While on an outing with teammates on a yacht, he ended up in a bathroom, alone and sobbing. “I’m never gonna change,” Martin told his mother. “I got punked again today. Like a little bitch. And I never do anything about it.”
Initially, the Dolphins’ organization claimed that they were blissfully unaware of all this. And while Wells’ report cleared the bulk of the coaching staff and front office, assistant coach Jim Turner not only participated in the abuse of McDonald and overheard other examples of bullying, he contacted Martin in November 2013 as the story was gathering steam, attempting to pressure him into defending Incognito. “DO THE RIGHT THING. NOW,” Turner begged. The Dolphins were never fined or in any other way disciplined by the NFL.
As an explanation, both to Wells and in an earlier interview, Incognito said the hazing and off-color banter were all part of a normal, well-functioning locker room. (It is not.) He also claimed that much of the racist dreck had been taken out of context, citing Martin’s participation as evidence and apologizing for his use of the N-word. “I am not a racist,” he said.
The conversation had nothing to do with Martin, but in a series of text messages revealed in Wells’ report, Incognito and an unnamed teammate were chatting about guns. One type of gun was ideal “For picking off zombies,” Incognito wrote. “That and black people.”
He would later offer a similar description for a particular rifle scope, which he said was “perfect for shooting black people.” The teammate responded, “Lol exactly.”
Incognito was suspended by the Dolphins in November 2013 and remained inactive for the remainder of the season. He went on to sign with the Buffalo Bills. For his part, Martin never returned to the Dolphins after leaving treatment. He was traded to the San Francisco 49ers, started one game, and retired a year later, citing injuries.

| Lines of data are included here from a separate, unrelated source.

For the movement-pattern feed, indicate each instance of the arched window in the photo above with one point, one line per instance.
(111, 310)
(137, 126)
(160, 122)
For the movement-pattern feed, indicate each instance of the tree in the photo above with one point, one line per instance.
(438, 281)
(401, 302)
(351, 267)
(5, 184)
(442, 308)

But Incognito’s actions have been relegated to somewhat of a footnote in his career. He’s been selected to three straight Pro Bowls—the NFL equivalent of the all-star game—and was the subject of a largely positive profile by ESPN filled with laudatory quotes from his fellow Bills. ESPN insisted that the bullying should be condemned, yes, but any nagging concerns about racism and targeted harassment were dismissed as unfortunate rough edges. During the 2016 presidential election, he publicly came out in support of Donald Trump.
Meanwhile, his casual in-game use of racist slurs allegedly continues to this day.